One of J.S. Bach’s predecessors, Heinrich Schütz was one of the earliest composers to bring these words alive through music in the early 17th century. Two hundred years later it was Mendelssohn’s turn.
And it’s not confined to the classical world either – multiple Grammy and Stellar award winning U.S. gospel singer Karen Clark Sheard, released her album The Heavens are Telling in 2003.
But when Bach’s wrote his version in the form of a cantata: The Heavens are telling the glory of god (Die Himmel erzählen die Ehre Gottes) he had just taken up his new post as Thomaskantor in the summer of 1723 – a rather demanding job requiring a fresh new Cantata ever week! So the performance of his piece in June of that year must have been one of the first occasions when Bach had the opportunity to show off his work to his new congregations in Leipzig.
With its celebratory festive opening the congregation must have sat up in their pews when they heard the energy and dynamic forward momentum of this new music.
There’s a lovely duet to listen out for in the middle between a viola da gamba – literally a ‘viol for the leg’ because it was played upright like a cello rather than on the arm like a violin and an oboe d’amore – the ‘oboe of love’. These two wonderful instruments fell out of fashion after Bach’s day despite their beautiful sound and appearance.
By contrast, Bach’s other Cantata for this same week Oh God, Look down from Heaven (Ach Gott, vom Himmel sieh darein) dates from the following year.

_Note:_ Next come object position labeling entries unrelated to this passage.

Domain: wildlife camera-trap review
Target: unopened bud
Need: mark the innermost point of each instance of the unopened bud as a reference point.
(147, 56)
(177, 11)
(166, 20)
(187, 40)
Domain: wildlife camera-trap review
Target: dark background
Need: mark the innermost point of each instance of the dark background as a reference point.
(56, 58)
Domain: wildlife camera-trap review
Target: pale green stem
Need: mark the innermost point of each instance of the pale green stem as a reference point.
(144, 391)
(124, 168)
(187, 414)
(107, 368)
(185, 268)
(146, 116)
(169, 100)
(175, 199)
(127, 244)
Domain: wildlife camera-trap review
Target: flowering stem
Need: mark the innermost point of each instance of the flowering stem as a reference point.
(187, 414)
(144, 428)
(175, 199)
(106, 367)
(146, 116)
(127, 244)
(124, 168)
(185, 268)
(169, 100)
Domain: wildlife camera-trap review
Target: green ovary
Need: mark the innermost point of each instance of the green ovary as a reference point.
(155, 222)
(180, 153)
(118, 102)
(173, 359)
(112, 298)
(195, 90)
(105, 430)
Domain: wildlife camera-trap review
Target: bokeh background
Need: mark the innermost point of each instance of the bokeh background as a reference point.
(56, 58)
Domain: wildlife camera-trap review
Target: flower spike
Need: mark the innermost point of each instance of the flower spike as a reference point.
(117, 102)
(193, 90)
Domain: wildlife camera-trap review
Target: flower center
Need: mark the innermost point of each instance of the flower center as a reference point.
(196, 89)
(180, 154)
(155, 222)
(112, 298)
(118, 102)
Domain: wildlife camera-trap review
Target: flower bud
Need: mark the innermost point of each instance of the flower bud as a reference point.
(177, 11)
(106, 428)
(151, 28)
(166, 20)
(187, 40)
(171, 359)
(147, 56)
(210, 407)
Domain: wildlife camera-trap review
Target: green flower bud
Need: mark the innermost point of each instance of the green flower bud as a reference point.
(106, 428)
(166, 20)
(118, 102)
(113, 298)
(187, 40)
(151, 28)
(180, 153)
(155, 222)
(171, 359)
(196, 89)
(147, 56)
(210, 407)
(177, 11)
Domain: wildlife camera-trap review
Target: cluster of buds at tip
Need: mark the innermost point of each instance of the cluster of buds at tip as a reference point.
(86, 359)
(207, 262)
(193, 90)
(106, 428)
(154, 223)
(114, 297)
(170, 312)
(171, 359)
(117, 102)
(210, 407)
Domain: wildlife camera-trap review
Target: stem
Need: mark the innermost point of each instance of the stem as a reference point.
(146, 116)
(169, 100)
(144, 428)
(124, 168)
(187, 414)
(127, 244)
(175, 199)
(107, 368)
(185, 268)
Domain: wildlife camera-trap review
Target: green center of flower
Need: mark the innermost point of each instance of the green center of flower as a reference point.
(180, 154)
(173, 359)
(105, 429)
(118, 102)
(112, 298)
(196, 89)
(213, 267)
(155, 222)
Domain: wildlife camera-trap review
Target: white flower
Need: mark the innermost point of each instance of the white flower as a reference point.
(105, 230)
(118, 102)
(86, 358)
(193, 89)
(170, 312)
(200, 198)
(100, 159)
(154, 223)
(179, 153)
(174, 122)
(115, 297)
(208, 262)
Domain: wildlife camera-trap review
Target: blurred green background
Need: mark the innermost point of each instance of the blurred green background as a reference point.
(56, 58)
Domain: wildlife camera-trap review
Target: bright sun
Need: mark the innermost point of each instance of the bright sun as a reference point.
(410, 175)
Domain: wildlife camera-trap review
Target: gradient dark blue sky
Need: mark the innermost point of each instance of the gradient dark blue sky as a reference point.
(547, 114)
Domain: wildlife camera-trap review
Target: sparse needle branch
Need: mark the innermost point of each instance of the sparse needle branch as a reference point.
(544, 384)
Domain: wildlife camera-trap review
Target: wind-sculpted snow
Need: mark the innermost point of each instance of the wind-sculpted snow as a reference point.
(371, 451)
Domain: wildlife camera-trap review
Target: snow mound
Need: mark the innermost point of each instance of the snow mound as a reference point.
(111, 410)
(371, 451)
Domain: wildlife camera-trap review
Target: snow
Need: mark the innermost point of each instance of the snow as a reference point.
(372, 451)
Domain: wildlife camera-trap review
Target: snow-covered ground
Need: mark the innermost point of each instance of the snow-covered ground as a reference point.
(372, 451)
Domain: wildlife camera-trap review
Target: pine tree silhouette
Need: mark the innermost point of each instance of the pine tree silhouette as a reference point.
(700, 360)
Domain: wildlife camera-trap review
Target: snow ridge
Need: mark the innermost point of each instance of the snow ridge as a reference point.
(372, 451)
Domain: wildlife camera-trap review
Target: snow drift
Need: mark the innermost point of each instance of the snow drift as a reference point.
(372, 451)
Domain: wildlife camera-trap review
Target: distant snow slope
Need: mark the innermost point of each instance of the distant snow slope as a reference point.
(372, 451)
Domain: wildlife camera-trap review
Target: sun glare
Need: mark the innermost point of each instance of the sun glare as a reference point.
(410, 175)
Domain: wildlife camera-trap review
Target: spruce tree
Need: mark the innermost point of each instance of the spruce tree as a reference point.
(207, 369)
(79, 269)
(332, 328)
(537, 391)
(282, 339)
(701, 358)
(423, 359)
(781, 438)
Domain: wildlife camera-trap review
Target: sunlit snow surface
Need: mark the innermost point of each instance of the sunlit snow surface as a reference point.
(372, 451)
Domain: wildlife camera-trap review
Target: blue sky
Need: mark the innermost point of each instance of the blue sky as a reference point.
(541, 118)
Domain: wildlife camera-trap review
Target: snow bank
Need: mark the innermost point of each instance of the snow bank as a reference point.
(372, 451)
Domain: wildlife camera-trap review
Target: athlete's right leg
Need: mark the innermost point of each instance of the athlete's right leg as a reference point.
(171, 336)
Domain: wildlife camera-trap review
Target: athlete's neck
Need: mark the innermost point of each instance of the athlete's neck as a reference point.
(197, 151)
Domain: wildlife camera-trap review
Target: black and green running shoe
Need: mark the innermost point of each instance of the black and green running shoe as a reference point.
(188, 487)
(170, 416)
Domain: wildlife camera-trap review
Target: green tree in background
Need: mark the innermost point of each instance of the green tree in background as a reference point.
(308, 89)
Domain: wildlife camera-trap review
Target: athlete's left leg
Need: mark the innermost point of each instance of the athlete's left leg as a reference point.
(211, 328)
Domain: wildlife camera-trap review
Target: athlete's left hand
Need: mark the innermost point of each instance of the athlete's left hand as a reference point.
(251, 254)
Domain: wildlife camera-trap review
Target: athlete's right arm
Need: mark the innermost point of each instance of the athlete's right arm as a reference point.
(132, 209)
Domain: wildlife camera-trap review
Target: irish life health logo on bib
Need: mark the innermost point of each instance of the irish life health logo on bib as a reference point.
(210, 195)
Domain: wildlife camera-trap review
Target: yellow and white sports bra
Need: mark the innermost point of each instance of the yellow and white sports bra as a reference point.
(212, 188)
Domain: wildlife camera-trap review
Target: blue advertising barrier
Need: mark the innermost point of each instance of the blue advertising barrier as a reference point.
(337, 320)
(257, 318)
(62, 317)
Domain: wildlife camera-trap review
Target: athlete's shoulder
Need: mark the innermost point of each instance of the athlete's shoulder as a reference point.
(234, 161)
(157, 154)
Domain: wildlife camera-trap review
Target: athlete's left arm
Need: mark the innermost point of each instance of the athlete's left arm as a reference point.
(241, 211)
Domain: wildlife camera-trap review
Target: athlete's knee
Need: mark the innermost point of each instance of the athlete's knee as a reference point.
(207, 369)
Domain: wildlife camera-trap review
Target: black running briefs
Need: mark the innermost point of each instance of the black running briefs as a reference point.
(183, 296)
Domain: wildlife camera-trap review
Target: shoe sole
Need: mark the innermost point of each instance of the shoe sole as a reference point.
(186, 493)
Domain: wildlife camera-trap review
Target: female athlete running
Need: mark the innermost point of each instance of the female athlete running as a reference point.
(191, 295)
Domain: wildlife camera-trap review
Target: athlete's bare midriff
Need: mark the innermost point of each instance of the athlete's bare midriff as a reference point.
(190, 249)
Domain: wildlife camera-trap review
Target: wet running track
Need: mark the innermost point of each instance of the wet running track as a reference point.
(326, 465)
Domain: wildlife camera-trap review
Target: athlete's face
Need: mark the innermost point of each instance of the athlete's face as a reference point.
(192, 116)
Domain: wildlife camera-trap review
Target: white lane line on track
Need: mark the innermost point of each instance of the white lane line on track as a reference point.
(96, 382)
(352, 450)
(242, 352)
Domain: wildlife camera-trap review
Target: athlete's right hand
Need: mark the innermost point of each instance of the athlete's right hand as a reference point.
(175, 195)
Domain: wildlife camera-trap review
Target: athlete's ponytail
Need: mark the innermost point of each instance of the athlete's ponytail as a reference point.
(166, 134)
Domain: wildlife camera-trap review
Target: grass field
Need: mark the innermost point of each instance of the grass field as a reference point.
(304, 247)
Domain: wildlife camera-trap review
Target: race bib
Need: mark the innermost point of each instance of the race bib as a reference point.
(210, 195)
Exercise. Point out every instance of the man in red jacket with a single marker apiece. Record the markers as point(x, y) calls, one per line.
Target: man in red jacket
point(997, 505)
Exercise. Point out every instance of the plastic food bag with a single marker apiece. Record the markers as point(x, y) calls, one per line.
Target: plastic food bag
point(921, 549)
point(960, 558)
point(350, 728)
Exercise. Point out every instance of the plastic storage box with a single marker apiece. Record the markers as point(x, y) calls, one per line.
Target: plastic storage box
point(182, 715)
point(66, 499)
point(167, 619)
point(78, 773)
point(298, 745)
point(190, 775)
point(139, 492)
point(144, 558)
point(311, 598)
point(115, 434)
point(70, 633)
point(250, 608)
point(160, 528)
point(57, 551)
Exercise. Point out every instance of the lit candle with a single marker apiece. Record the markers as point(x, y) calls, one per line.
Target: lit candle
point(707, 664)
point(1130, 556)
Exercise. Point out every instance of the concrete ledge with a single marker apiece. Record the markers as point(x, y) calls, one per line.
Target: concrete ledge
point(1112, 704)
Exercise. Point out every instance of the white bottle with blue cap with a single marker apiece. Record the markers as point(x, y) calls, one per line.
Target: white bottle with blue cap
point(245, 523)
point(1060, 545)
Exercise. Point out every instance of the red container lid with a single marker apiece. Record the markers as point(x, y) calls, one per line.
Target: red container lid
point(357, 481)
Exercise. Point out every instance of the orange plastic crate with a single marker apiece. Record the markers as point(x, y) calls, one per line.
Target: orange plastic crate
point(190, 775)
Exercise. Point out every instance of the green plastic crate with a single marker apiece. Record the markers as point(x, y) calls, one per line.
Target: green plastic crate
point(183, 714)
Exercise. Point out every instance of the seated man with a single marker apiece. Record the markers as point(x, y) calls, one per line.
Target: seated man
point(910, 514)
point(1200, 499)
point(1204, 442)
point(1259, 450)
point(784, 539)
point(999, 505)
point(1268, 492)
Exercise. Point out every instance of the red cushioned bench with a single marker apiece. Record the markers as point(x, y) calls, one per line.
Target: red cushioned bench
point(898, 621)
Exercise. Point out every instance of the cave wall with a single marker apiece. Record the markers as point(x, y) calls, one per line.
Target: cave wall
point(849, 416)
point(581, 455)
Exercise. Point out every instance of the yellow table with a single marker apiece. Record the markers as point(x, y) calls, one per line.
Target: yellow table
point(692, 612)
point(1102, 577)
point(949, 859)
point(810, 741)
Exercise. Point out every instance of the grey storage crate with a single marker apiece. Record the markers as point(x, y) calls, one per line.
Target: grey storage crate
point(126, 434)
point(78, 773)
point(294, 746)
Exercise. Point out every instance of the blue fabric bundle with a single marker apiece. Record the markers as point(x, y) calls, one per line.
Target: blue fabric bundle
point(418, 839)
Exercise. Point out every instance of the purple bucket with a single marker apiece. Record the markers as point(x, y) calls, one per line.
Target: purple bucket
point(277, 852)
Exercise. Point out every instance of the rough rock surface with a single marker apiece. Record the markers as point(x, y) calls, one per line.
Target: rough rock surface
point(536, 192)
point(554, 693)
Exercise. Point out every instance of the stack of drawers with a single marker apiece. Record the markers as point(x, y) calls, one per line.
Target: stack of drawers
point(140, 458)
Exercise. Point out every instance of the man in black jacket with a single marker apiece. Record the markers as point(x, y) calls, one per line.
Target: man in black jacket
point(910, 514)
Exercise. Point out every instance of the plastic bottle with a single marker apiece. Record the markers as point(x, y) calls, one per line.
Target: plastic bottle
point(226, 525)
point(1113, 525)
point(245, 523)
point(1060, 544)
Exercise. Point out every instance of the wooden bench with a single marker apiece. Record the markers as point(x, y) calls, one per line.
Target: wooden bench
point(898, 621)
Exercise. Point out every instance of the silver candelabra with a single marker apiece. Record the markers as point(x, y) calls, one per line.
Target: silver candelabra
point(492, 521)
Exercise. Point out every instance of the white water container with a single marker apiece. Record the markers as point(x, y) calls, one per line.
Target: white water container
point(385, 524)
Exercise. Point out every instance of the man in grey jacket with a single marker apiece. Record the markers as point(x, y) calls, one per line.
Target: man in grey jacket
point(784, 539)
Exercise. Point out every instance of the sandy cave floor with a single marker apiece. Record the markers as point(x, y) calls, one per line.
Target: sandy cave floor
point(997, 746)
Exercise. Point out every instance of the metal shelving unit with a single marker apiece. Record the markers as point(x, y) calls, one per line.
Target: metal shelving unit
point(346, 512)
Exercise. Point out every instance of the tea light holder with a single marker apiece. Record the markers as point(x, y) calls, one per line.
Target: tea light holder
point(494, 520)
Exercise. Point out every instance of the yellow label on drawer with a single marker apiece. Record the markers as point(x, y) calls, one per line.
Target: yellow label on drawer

This cantata is an adaptation of Martin Luther’s German hymn and depicts a rather shocked view from heaven looking down on earth and deploring how easily man has been led astray by his own heresy.
Watch out for ‘törichte Vernunft’ (foolish reason) in the middle which is a rather vicious denunciation of man’s futile attempts to base his salvation on his own puny efforts:
‘they are like the graves of the dead which, though fine from the outside, contain only rottenness and stench and display nothing but filth’.
The Oxford Bach Soloists will be performing these two great cantatas alongside a work with a rather different background based on the the Lutheran translation of The Spirit helps us in our weakness (Der Geist hilft unsrer Schwachheit auf). This motet was written in 1729 for a memorial service for the rather veteran (and by all accounts not very effective) headmaster of the Thomasschule in Leipzig under whom Bach served as a rather reluctant schoolmaster alongside all his other jobs.